The little book by Epictetus called Enchiridion or “manual” has played a disproportionately large role in the rise of modern attitudes and modern philosophy. As soon as it had been translated into the vernacular languages, it became a bestseller among independent intellectuals, among anti-Christian thinkers, and among philosophers of a subjective cast. Montaigne had a copy of the Enchiridion among his books. Pascal violently rejected the megalomaniac pride of the Stoic philosopher. Frederick the Great carried the book with him on all campaigns. It was a source of inspiration and encouragement to Anthony, Earl of Shaftesbury, in the serious illness which ended only in his death; many pages of his diaries contain passages copied from the Enchiridion. It has been studied and widely quoted by Scottish philosophers like Francis Hutcheson, Adam Smith, and Adam Ferguson who valued Stoic moral philosophy for its reconciliation of social dependency and personal independence.
That there was a rebirth of Stoicism in the centuries of rebirth which marked the emergence of the modern age was not mere chance.
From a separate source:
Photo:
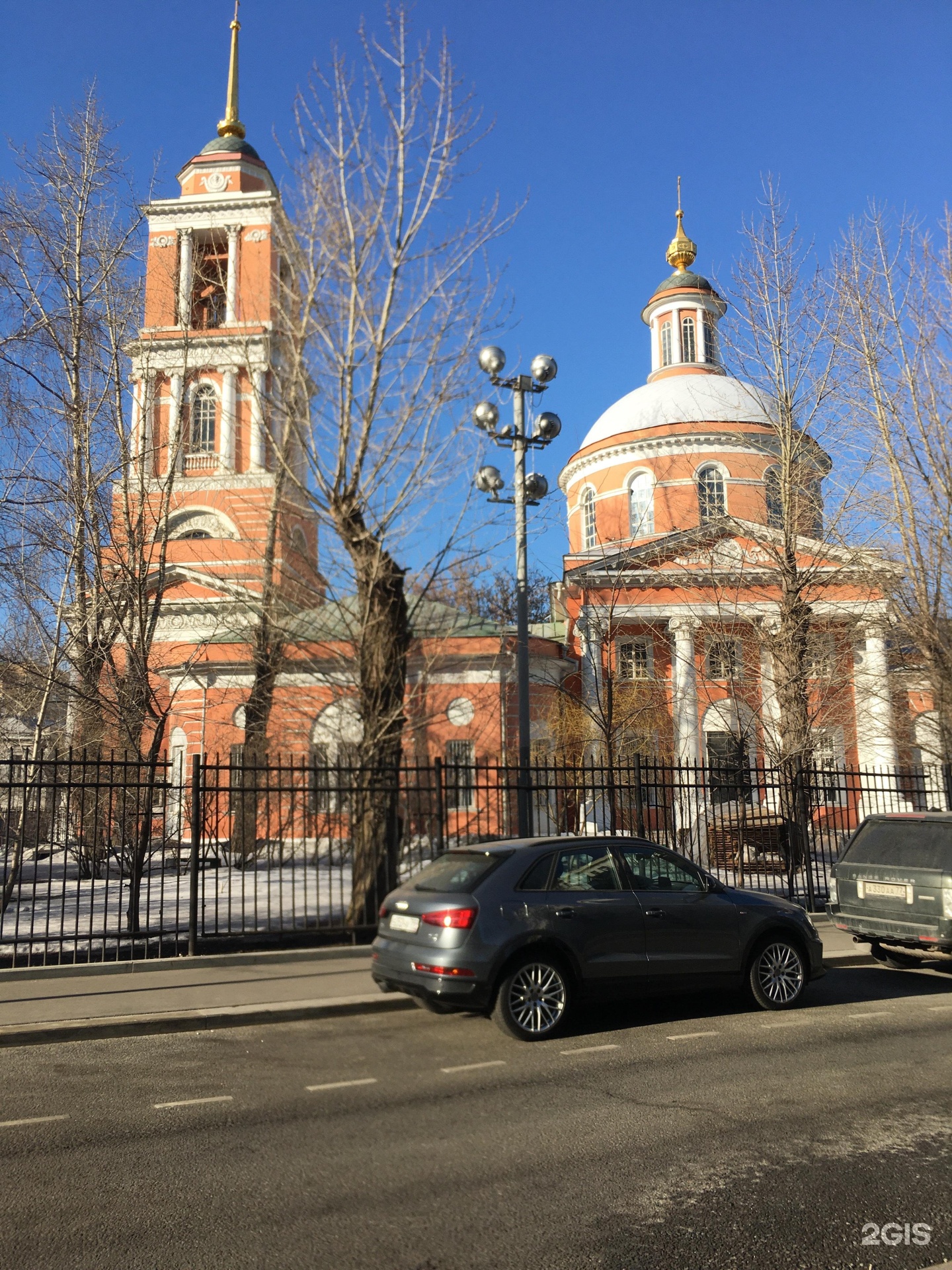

Philosophical, moral, and social conditions of the time united to cause it. Roman Stoicism had been developed in times of despotism as a philosophy of lonely and courageous souls who had recognized the redeeming power of philosophical reason in all the moral and social purposes of life. Philosophy as a way of life makes men free. It is the last ditch stand of liberty in a world of servitude. Many elements in the new age led to thought which had structural affinity with Roman Stoicism. Modern times had created the independent thinker, the free intellectual in a secular civilization. Modern times had destroyed medieval liberties and had established the new despotism of the absolute state supported by ecclesiastical authority. Modern philosophies continued the basic trend in Stoicism in making the subjective consciousness the foundation of philosophy. The Stoic emphasis on moral problems was also appealing in an era of rapid transition when all the values which had previously been taken for granted were questioned and reconsidered.
While it is interesting to observe how varied were the effects produced by this small volume, this epitome of the Stoic system of moral philosophy, these effects seem still more remarkable when we consider that it was not intended to be a philosophical treatise on Stoicism for students. It was, rather, to be a guide for the advanced student of Stoicism to show him the best roads toward the goal of becoming a true philosopher. Thus Epictetus and his Enchiridion have a unique position in Roman Stoicism. Seneca and Marcus Aurelius had selected Stoic philosophy as the most adequate system for expressing their existential problems of independence, solitude, and history. In this enterprise, Seneca made tremendous strides toward the insights of social psychology as a by-product of his consciousness of decadence (in this he was close to Nietzsche), but he was not primarily concerned with the unity of the Stoic system. Marcus Aurelius changed the philosophical doctrine into the regimen of the lonesome ruler. In contrast to both, Epictetus was teaching Stoic philosophy as a doctrine and as a way of life. The Enchiridion is a summary of theoretical and applied Stoicism.
Epictetus was the son of a woman slave, born between 50 and 60 A.D. at Hieropolis in Phrygia. We do not know how he came to Rome. He was there as slave to one of Nero’s distinguished freedmen who served as the Emperor’s secretary. While still in service, Epictetus took courses with Musonius Rufus, the fashionable Stoic philosopher, who was impressed by the sincere and dynamic personality of the young slave and trained him to be a Stoic philosopher. Epictetus became a free man and began teaching philosophy on street corners, in the market, but he was not successful. During the rule of Domitian, Epictetus with many other philosophers was exiled from Rome, probably between 89 and 92 A.D. He went to Nicopolis, across Actium in Epirus, where he conducted his own school. He was so well regarded and highly esteemed that he established the reputation of the place as the town of Epictetus’ school. Students came from Athens and Rome to attend his classes. Private citizens came to ask his advice and guidance. Some of his students returned to their homes to enter the traditional careers to which they were socially obligated. Others assumed the philosophic way of life in order to escape into the sphere of Stoic freedom.